GlobalValue Flag Bits
Abstract
The tileiras binary inherits LLVM's 16-bit GlobalValue flag word. The word stores linkage, visibility, DLL storage class, thread-local mode, unnamed-address policy, and subclass data. NVIDIA reuses bit 14 as a fast marker for functions whose nvvm.annotations metadata has been transplanted into function attributes. This page covers the bit-level contract and the annotation kinds mirrored by the attribute infrastructure.
GlobalValue 16-bit flag word — LLVM standard low 14 bits
The word lives in LLVM's GlobalValue flag field. Bits 0..13 follow upstream LLVM; bit 14 is NVIDIA-repurposed; bit 15 is reserved.
| Bits | Field | Notes |
|---|---|---|
0..3 | LinkageTypes | values 0..15; InternalLinkage = 7. Cleared on kernels, set to internal on non-kernels. |
4..5 | VisibilityTypes | Default=0, Hidden=1, Protected=2. Tested via 0x30 to gate the marker write. |
6..7 | DLLStorageClass | Default / Import / Export. Preserved through 0xFCC0. |
8..9 | ThreadLocalMode | one of four TLS models. Preserved. |
10..11 | UnnamedAddr | None / Local / Global. Preserved. |
12 | HasLLVMReservedName | LLVM sentinel. Preserved. |
13 | subclass-data | GlobalValue subclass slot. Preserved. |
14 | NVIDIA-repurposed | See next section. |
15 | reserved | Always zero in observed paths. |
Bit 14 — NVIDIA-repurposed "nvvm.annotations_transplanted" marker
Bit 14 is the NVIDIA-private "nvvm.annotations_transplanted" marker. It is set on defined kernel functions with default visibility. The same fact is also stored as a string-keyed function attribute, giving the backend a dual encoding — a fast bit check plus the structured attribute. isKernelFunction can short-circuit when the marker is set, skipping the fallback to legacy !nvvm.annotations !"kernel" metadata.

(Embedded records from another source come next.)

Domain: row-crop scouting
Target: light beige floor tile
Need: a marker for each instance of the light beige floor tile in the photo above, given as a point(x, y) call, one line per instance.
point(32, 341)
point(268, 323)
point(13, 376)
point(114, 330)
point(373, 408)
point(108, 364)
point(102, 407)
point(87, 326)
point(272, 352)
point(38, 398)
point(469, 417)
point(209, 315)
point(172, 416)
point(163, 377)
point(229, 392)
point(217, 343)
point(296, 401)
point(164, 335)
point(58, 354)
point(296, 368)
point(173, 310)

Consumers read the marker through a single bit test before falling back to attribute or metadata lookup:
static bool is_kernel_fast(const Function *fn) {
/* Bit 14 of the 16-bit GlobalValue flag word doubles as the
* "nvvm.annotations_transplanted" cache. If it is set, the
* attribute is guaranteed present and the !nvvm.annotations
* fallback can be skipped. */
return (fn->global_value_flags & (1u << 14)) != 0
|| function_has_attribute(fn, "nvvm.kernel");
}
The bit is only a cache; the source of truth remains the string attribute, which is what IR-text consumers see. Dropping the bit but keeping the attribute is correct (just slower); setting the bit but omitting the attribute breaks anything that round-trips IR through textual MLIR.
Bit-mask decoded for IPMSP clone-stamping
The linkage pass rewrites the flag word with four hard-coded masks. Each one names exactly one logical operation on the field.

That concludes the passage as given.